As appearing in The Gold Nugget, October 2006
by Lou Cope, Placer Engineer
Transcribed by Paul Nagy


A native of Houston, Texas, although he looks and sounds more like Brooklyn, Lou Cope joined the army in 1942. After the war, he took advantage of his GI Bill benefits and studied mining in college. By 1950 he had married and moved to Latin America, where they spent the next nine years. Both he and his wife found that they had the curiosity and adventurous spirit for remote foreign living. Assignments to Canada and north Africa were next on the itinerary. In muslim north Africa, Mrs. Cope made quite an impression with her uncovered head, automobile driving, and cigarette smoking. The impression was not necessarily good, at least among the men. For the women it may have been the first step in liberation.

In 1966, the Copes moved to Denver to afford their two young sons an American education. Lou hired on with Hack and Associates, consulting engineers who specialized in placer and gravel plant design. After four years he decided to become self employed. Although based in Denver, Lou still relished foreign assignments and gained a reputation as the one to call, sometimes in the middle of the night, for emergency trips to far off places. That remains true today.

Among his list of memorable places--perhaps to be avoided--is the legendary Timbuktu. Mr. Cope warns that every social pleasantry there must be regarded as part of a designed rip-off. The friendly camel ride into the desert turns out to be a one-way trip unless an extortionate return-fare is paid. Behind the former Iron Curtain, Lou found that the Eastern Bloc engineers, as advertised, had no profit motive. This was exemplified by antiquated equipment, extreme environmental degradation, and financial problems "solved" by simply printing more "money" on an old mimeograph machine. It reinforces the old joke of the communist government dictum: "You pretend to work and we pretend to pay you."

Lou found that placer miners world-wide are the most independent and single-minded of people. Each knows the "best way." (We might have guessed as much from our own experiences in gold panning.) They are not quick to accept advisement and are best approached obliquely.

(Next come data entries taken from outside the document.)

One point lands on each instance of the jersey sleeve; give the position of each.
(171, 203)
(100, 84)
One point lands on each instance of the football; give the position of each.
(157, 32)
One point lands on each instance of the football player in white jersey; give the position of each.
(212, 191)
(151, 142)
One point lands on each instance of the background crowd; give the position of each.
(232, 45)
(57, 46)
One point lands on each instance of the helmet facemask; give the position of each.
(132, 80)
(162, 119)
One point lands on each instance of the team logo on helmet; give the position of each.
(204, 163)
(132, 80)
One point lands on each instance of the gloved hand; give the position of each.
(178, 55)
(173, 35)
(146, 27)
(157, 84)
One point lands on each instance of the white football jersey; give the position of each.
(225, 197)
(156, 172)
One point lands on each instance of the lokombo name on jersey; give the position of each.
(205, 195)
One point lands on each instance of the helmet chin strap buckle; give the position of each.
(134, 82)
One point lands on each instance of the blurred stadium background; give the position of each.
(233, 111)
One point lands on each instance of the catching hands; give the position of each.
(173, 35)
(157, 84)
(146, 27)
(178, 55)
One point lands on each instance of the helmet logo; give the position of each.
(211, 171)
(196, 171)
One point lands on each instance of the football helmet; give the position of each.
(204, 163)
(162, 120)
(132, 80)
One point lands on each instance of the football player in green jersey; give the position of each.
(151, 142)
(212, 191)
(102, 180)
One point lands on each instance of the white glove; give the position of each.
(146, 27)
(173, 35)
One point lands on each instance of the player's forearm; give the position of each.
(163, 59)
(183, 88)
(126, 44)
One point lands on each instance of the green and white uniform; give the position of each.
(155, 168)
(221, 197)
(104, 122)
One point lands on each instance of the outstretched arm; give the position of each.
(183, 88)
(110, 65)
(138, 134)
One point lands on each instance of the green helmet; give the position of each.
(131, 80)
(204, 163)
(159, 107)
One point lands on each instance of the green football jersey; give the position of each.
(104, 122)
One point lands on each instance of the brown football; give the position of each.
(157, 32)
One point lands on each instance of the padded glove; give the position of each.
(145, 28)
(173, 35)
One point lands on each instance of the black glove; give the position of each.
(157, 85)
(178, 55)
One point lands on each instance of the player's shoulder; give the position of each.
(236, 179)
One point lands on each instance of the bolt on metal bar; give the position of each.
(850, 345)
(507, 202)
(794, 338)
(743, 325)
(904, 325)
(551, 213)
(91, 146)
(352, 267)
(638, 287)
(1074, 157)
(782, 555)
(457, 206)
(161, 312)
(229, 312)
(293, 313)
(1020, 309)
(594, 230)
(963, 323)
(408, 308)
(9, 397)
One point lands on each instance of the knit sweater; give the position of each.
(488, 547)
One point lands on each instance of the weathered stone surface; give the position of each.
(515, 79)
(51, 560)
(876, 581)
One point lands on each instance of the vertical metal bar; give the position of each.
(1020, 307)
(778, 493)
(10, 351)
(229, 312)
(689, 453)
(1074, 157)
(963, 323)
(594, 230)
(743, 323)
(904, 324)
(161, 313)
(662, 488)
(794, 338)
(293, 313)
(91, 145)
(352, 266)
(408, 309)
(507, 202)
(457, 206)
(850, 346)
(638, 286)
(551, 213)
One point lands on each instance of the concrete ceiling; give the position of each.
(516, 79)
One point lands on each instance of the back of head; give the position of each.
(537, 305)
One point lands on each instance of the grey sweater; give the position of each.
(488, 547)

In southeast Asia, the gold pan equivalent is the "batea," a large wooden oblong bowl. Trying it for himself, he found its use perplexing but had to concede that these people must know what they were doing because, after all, they used it for their very existence, not just for weekend kicks.

A true man of the world, Lou Cope is not just admired throughout the mining community for his superior technical knowledge and wide experience, but for his quiet congeniality and good humor which he has brought to every continent. He truly deserves the title of Ambassador of Good Will!